The following functions may be used to obtain required information from the loaded module:

  • ncx_get_modname() - Get the main module name

  • ncx_get_mod_nsid() -  Get the main module namespace ID

  • ncx_get_modversion() - Get the module version

  • ncx_get_modnamespace() - Get the module namespace URI



The make_module_val function constructs a static data based on the module information.

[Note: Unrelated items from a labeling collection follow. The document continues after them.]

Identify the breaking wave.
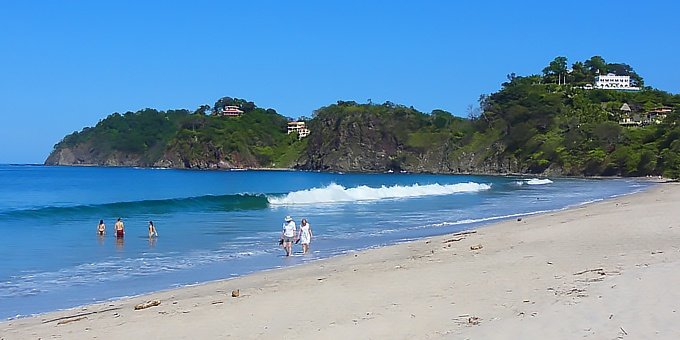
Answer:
[268,182,491,205]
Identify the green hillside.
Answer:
[46,56,680,178]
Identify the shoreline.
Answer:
[0,183,680,339]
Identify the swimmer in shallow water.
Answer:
[113,217,125,238]
[97,220,106,236]
[149,221,158,238]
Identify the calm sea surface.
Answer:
[0,165,650,319]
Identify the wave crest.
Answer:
[515,178,553,185]
[267,182,491,205]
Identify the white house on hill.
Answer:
[595,73,640,91]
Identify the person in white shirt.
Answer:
[281,216,296,256]
[298,218,312,254]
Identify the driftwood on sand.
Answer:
[42,307,120,324]
[135,300,161,310]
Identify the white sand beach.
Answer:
[0,183,680,340]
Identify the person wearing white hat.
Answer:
[281,216,296,256]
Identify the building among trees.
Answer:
[595,73,640,91]
[288,122,310,139]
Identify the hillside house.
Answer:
[216,105,243,117]
[619,104,673,126]
[288,122,310,139]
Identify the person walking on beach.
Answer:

After a val_value tree for the module is constructed, the module value is added to the mymodules_val parent.

The mymodules_val pointer represents a parent of the module list, which is a container “modules”.


/******************************************************************** 
* FUNCTION make_module_val 
* 
* make a val_value_t struct for a 'mod' module 
* 
* Path: /modules/module 
* 
* RETURNS: 
*     error status 
********************************************************************/ 
static val_value_t * 
        make_module_val (ncx_module_t *mod, 
                         obj_template_t *module_obj, 
                         status_t *res)
{ 
    *res = NO_ERR; 

    /* create /module node */ 
    val_value_t *module_val = val_new_value(); 
    if (!module_val) { 
        *res = ERR_INTERNAL_MEM; 
        return NULL; 
    } 
    val_init_from_template(module_val, module_obj); 

    /* create list key /module/name */    
    val_value_t *childval = 
        agt_make_leaf(module_obj, 
                      (const xmlChar *)"name", 
                      ncx_get_modname(mod), 
                      res); 
    if (!childval) { 
        val_free_value(module_val); 
        return NULL; 
    } 
    *res = val_child_add(childval, module_val); 
    if (*res != NO_ERR) {
         val_free_value(childval);
         val_free_value(module_val);
         return NULL;
    }

    /* create list key module/revision */ 
    childval = 
        agt_make_leaf(module_obj, 
                      (const xmlChar *)"revision", 
                      ncx_get_modversion(mod), 
                      res); 
    if (!childval) { 
        val_free_value(module_val); 
        return NULL; 
    } 
    *res = val_child_add(childval, module_val);
    if (*res != NO_ERR) {
         val_free_value(childval);
         val_free_value(module_val);
         return NULL;
    }

    /* generate the internal index Q chain */ 
    *res = val_gen_index_chain(module_obj, module_val); 
    if (*res != NO_ERR) { 
        log_error("\nError: could not generate index chain (%s)", 
            get_error_string(*res)); 
        val_free_value(module_val); 
        return NULL; 
    } 

    return module_val;

} /* add_module_callback */


In the above code example, we constructed a list entry with two leafs - “name” and “revision” based on the loaded module information. Make sure to generate index chain after you construct a list entry to let the server to normalize and populate list indexes.


  ...

    val_value_t *module = make_module_val(mod, mymodule_obj, &res); 
    if (module == NULL) { 
        log_error("\nError: could not make val_value_t for module"); 
    } else { 
        res = val_child_add(module, mymodules_val); 
        if (res != NO_ERR) {
            val_free_value(module);
        }
    } 

  ...


To summarize, after we created the list entry based on the loaded module information and generated the index chain, we can add this list entry to the parent container mymodules_val with help of val_child_add function.